Usually authors who are reluctant to share data do it for a reason, their data doesn’t match their abstract. This is disturbing to come from a goverment department though, hiding science performed for public benefit paid for by tax dollars is just a very very bad sign.
If you can obtain a “Data Use Certificate”, things should be very interesting.
I know it’s off topic but you gotta help me Dr. Mickey, I need a shrink with a touch of gray about the temples…. The Veterans Admin has been defending itself in the past 24 hrs with statements that Mr Alexis was NOT being treated by the VA for psych problems. He came to the emergency room for INSOMNIA and we gave him SLEEPING PILLS. That’s all folks. (The system being so f–ed up that a guy showing up twice in a week to the ER for “insomnia” starts to look like normal behavior …)
This WashPost article is all over Twitter. Apparently the current crop of docs views Trazodone as a general purpose sleeping pill. Well of course, it’s so cheap! How could it possibly be a major psychiatric drug?

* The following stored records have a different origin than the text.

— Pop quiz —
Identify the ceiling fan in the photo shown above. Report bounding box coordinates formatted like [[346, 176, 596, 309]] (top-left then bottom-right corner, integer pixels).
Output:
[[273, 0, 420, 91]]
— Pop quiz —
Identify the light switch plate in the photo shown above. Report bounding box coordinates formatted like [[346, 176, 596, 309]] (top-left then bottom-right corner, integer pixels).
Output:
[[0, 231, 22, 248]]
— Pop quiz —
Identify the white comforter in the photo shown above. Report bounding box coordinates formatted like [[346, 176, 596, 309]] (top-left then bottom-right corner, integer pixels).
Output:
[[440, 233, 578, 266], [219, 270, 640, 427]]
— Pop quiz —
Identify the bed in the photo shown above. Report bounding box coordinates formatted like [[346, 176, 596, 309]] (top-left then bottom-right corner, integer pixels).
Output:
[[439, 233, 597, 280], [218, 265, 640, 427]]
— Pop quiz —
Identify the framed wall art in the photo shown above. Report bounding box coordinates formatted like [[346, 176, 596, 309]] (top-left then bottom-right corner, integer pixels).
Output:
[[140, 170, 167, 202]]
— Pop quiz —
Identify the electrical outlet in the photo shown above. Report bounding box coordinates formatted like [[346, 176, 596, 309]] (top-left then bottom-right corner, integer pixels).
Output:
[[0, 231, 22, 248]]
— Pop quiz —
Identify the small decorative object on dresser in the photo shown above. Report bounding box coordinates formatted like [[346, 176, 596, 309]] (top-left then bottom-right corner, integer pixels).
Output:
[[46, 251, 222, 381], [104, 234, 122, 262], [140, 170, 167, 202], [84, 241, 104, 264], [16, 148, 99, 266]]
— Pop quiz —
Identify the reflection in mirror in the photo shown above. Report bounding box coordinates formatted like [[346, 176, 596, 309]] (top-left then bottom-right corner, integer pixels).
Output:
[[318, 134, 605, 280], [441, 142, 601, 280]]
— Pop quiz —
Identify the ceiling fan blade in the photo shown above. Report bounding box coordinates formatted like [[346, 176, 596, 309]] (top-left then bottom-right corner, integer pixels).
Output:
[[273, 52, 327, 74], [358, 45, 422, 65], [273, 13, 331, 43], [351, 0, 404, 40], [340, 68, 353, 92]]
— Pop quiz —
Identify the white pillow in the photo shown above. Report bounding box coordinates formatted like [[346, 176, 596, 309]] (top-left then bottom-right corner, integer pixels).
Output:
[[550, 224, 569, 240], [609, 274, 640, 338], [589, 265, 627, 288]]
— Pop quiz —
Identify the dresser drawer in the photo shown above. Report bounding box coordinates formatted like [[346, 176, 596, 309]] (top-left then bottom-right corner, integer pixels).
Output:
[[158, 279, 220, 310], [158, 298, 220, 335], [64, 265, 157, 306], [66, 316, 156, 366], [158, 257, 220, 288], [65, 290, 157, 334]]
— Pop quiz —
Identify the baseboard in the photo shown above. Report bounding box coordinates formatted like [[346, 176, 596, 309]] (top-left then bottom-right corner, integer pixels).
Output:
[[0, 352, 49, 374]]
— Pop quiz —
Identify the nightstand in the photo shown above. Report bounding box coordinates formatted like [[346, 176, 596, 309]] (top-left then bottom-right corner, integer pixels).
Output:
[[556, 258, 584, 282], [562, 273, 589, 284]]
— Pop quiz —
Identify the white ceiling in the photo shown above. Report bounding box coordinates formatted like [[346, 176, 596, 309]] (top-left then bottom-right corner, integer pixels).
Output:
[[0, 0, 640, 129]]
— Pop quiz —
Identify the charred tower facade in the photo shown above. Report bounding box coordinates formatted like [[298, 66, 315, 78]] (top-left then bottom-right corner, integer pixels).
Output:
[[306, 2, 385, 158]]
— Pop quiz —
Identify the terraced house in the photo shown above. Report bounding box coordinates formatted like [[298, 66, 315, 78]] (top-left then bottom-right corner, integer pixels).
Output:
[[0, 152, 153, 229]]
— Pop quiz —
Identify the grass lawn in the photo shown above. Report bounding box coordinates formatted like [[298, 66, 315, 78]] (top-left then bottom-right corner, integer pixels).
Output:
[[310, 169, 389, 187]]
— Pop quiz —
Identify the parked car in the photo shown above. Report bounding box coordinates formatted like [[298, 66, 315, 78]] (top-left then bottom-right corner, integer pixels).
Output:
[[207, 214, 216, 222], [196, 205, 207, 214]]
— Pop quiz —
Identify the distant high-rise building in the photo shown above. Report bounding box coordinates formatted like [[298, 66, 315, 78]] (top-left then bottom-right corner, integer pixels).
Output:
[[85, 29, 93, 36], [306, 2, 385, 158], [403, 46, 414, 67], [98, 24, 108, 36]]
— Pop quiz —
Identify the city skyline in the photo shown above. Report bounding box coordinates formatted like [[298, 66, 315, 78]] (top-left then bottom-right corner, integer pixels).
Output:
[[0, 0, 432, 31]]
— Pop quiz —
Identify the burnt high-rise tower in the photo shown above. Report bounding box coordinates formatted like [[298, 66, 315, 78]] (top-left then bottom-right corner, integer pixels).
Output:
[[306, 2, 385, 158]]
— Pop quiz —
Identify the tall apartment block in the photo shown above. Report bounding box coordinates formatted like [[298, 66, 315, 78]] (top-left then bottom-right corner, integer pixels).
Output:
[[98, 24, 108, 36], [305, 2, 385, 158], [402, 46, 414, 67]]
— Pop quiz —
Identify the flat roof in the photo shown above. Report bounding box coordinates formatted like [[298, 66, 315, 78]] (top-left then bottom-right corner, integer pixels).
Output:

http://www.washingtonpost.com/national/health-science/trazodone-antidepressant-used-by-aaron-alexis-described-as-very-safe/2013/09/18/4336c044-20ae-11e3-966c-9c4293c47ebe_story.html?wprss=rss_health-science
Lord help us …
protecting “trade secrets?”
“Heart Gadgets Test Privacy-Law Limits” WSJ
“The U.S. has strict privacy laws guaranteeing people access to traditional health files. But implants and other new technologies—including smartphone apps and over-the-counter monitors—are testing the very definition of medical records.”
http://online.wsj.com/article/SB10001424052970203937004578078820874744076.html
That paper on “tardive dysphoria” does not take into account withdrawal syndrome misdiagnosed as relapse in studies where antidepressants were discontinued. Virtually no such studies contain protocols to distinguish withdrawal syndrome from relapse.
(Withdrawal syndrome is more common and severe the longer the patient is medicated.)
Same with STAR*D. It switched more than 4,000 people from drug to drug and contained no protocols to identify withdrawal syndrome. The STAR*D study reported zero cases of withdrawal syndrome. The only post-discontinuation instrument used were depression scales (of questionable validity, see
http://1boringoldman.com/index.php/2011/04/09/the-appearance-of-conflict-of-interest/
(Dr. Mickey wrote another post about a paper debunking the telephone survey used in STAR*D — does anyone have the link?)
When taken with a P450 cyp 2D6 inhibitor, trazodone’s active metabolite MCPP can cause agitation, panic, hallucinations — you name it, it’s a nasty molecule. Drug-drug interactions with trazodone are quite common.
Muchas Gracias Altostrata! You wouldn’t happen to have a link to any of that Trazodone interaction stuff would you?
Back in the 80’s they used to actually hospitalize people to start or adjust a drug like trazodone. Now it’s to be handed out like candy in the ER to anyone who says they can’t sleep?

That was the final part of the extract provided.